Resources on Christianity in the Anglican tradition

Anglican Christianity is meant to be a middle way between Geneva (Calvin, in the time of the Reformation) and Wittenberg (Luther, in the time of the Reformation). Our liturgy is contained in the Book of Common Prayer (BCP) and built on the solid foundation of Holy Scripture. The Thirty-Nine Articles (found in the BCP) are our further guide posts for faith and practice. The Creeds (Apostles, Nicene, Athanasian, also found in the prayer book) widely accepted by Christians for hundreds and thousands of years preserve the faith from what C. S. Lewis called “chronological snobbery,” the tendency of each new human generation to see itself as more enlightened than those who came before them, making us vulnerable to new blind spots and errors that each generation of human society might be tempted to adopt or introduce.

Our liturgy for church services and prayers for daily use.
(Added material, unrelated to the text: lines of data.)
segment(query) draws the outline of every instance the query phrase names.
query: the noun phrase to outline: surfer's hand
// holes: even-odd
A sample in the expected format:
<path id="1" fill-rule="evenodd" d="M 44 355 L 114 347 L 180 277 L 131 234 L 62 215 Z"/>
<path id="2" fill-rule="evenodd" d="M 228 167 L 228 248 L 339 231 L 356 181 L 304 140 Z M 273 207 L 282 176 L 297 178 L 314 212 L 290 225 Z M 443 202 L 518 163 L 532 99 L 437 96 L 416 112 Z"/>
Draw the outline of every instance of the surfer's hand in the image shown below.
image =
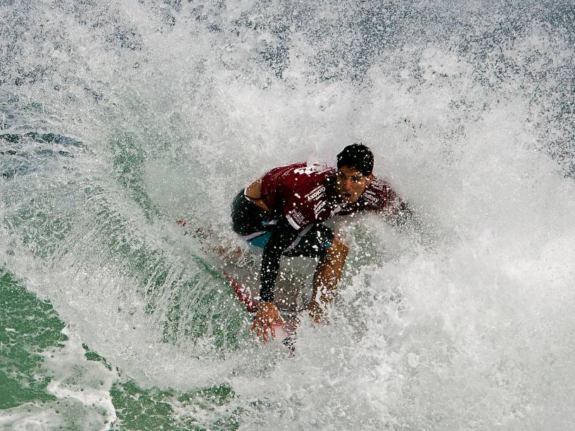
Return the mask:
<path id="1" fill-rule="evenodd" d="M 258 338 L 263 339 L 264 343 L 268 340 L 267 331 L 275 338 L 275 327 L 282 325 L 284 320 L 279 316 L 279 311 L 273 302 L 260 302 L 258 306 L 258 312 L 253 318 L 253 325 L 251 325 L 251 332 L 256 331 Z"/>
<path id="2" fill-rule="evenodd" d="M 312 301 L 308 306 L 308 313 L 315 323 L 327 323 L 323 307 L 315 301 Z"/>

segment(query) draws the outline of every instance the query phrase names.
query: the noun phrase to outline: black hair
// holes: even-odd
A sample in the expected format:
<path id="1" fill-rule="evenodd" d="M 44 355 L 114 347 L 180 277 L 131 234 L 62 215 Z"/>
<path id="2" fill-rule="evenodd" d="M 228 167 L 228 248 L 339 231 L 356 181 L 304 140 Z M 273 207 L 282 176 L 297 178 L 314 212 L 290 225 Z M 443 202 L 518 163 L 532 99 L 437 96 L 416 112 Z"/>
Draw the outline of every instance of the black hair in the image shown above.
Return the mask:
<path id="1" fill-rule="evenodd" d="M 373 153 L 363 144 L 352 144 L 337 155 L 337 168 L 355 168 L 367 177 L 373 171 Z"/>

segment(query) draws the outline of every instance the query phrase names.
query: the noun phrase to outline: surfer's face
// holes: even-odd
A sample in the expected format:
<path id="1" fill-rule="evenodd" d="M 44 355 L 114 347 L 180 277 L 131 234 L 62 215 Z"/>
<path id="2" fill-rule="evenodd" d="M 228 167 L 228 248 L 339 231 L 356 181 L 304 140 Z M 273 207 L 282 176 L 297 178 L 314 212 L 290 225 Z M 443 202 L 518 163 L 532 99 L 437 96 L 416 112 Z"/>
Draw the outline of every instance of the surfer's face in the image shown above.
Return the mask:
<path id="1" fill-rule="evenodd" d="M 344 204 L 353 204 L 359 199 L 373 179 L 373 174 L 365 176 L 355 168 L 341 166 L 336 173 L 336 193 Z"/>

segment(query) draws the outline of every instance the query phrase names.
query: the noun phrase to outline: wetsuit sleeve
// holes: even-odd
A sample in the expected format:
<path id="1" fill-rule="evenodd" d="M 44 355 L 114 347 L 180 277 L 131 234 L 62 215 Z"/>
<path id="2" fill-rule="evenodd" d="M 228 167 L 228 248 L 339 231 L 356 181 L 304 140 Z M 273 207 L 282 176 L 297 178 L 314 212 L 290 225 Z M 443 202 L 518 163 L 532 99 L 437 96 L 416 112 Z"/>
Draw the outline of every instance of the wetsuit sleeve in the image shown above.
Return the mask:
<path id="1" fill-rule="evenodd" d="M 260 297 L 262 301 L 273 301 L 282 253 L 296 240 L 298 235 L 298 231 L 289 225 L 285 218 L 282 218 L 272 231 L 272 236 L 266 243 L 262 256 L 260 273 Z"/>

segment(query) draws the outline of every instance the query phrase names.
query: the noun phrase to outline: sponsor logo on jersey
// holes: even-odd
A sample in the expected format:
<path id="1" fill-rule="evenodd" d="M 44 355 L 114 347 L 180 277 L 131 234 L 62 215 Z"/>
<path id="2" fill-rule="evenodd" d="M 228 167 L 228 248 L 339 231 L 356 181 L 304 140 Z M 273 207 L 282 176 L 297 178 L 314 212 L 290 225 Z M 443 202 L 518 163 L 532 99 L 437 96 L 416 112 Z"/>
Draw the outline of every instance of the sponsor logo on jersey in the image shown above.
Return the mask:
<path id="1" fill-rule="evenodd" d="M 298 225 L 302 226 L 305 224 L 305 217 L 298 211 L 291 210 L 289 211 L 289 216 L 290 216 L 293 221 L 295 221 Z M 288 221 L 289 219 L 288 219 Z"/>
<path id="2" fill-rule="evenodd" d="M 325 194 L 325 186 L 319 185 L 305 195 L 308 201 L 315 201 Z"/>
<path id="3" fill-rule="evenodd" d="M 314 206 L 313 213 L 314 214 L 315 214 L 316 218 L 317 218 L 317 216 L 319 216 L 320 213 L 322 212 L 322 210 L 324 209 L 324 207 L 325 206 L 326 204 L 327 204 L 326 201 L 320 201 L 319 202 L 317 202 L 317 204 L 316 204 Z"/>
<path id="4" fill-rule="evenodd" d="M 362 197 L 364 200 L 371 205 L 377 205 L 379 202 L 379 198 L 378 198 L 373 192 L 365 191 L 363 194 Z"/>

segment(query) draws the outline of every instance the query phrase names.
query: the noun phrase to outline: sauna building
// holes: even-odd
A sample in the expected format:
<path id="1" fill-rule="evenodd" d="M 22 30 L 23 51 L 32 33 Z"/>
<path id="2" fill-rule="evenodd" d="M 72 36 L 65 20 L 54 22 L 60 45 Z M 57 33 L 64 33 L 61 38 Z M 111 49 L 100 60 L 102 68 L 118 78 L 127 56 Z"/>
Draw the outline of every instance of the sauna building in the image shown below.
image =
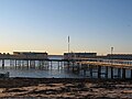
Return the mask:
<path id="1" fill-rule="evenodd" d="M 91 58 L 96 57 L 97 53 L 64 53 L 65 59 L 73 58 Z"/>

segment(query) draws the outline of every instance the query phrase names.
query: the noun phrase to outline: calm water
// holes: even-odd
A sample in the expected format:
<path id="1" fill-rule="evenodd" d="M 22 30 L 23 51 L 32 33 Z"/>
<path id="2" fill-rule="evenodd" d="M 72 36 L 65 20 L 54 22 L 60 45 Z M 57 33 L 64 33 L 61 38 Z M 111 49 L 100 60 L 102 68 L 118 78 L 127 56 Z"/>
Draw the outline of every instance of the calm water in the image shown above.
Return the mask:
<path id="1" fill-rule="evenodd" d="M 50 58 L 57 58 L 61 59 L 62 57 L 50 57 Z M 0 63 L 1 64 L 1 63 Z M 37 63 L 36 63 L 37 64 Z M 58 63 L 53 63 L 53 68 L 48 69 L 11 69 L 8 66 L 10 65 L 9 62 L 6 62 L 7 68 L 0 69 L 0 73 L 10 72 L 10 77 L 31 77 L 31 78 L 84 78 L 84 77 L 90 77 L 90 73 L 86 72 L 86 75 L 84 75 L 84 72 L 79 73 L 72 73 L 67 72 L 66 69 L 62 68 L 58 69 Z M 96 70 L 96 69 L 95 69 Z M 103 68 L 102 68 L 103 72 Z M 113 70 L 114 75 L 118 75 L 118 69 Z M 110 68 L 108 69 L 108 76 L 110 78 Z M 97 74 L 92 74 L 94 78 L 97 78 Z M 127 78 L 131 77 L 130 70 L 127 70 Z"/>

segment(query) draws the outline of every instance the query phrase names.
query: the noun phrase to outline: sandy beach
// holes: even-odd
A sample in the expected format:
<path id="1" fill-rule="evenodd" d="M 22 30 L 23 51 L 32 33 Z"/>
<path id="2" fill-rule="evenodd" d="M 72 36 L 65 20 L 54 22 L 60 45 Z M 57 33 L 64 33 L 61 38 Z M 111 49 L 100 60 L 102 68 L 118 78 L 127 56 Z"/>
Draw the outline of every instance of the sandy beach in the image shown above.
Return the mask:
<path id="1" fill-rule="evenodd" d="M 0 79 L 0 98 L 131 99 L 132 81 L 82 78 L 6 78 Z"/>

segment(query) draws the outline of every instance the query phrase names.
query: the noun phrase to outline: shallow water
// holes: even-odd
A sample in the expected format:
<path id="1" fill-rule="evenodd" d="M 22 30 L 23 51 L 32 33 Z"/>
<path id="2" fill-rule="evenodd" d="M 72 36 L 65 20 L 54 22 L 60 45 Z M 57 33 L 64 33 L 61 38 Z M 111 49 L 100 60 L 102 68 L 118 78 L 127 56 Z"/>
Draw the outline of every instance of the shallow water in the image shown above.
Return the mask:
<path id="1" fill-rule="evenodd" d="M 61 59 L 62 57 L 50 57 L 52 59 Z M 0 62 L 1 64 L 1 62 Z M 36 62 L 36 65 L 38 63 Z M 86 74 L 84 74 L 84 70 L 80 70 L 79 73 L 73 73 L 67 70 L 66 68 L 64 68 L 64 65 L 62 67 L 59 67 L 58 69 L 58 63 L 57 62 L 53 62 L 53 66 L 51 68 L 51 66 L 48 67 L 48 69 L 38 69 L 38 68 L 10 68 L 10 62 L 6 61 L 6 68 L 4 69 L 0 69 L 0 73 L 6 73 L 6 72 L 10 72 L 10 77 L 31 77 L 31 78 L 90 78 L 90 73 L 88 70 L 86 70 Z M 97 70 L 97 69 L 95 69 Z M 105 68 L 101 69 L 102 73 L 105 72 Z M 111 78 L 110 73 L 111 69 L 108 68 L 108 78 Z M 118 69 L 114 68 L 113 70 L 114 77 L 117 77 L 118 75 Z M 131 77 L 131 72 L 127 69 L 127 78 Z M 97 78 L 97 73 L 92 74 L 92 78 Z"/>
Developed by Thomas Cranmer in the 1500s and most recently updated in 2019.

Developed by renowned evangelical scholar J. I. Packer and others, our catechism explains the details of Christian belief in further depth, with questions, answers, and underlying biblical foundations

We’re a church plant in the Diocese of Cascadia. A diocese is a group of churches overseen by a pastor of pastors called a bishop. Our diocese is in the province of the Anglican Church in North America (ACNA).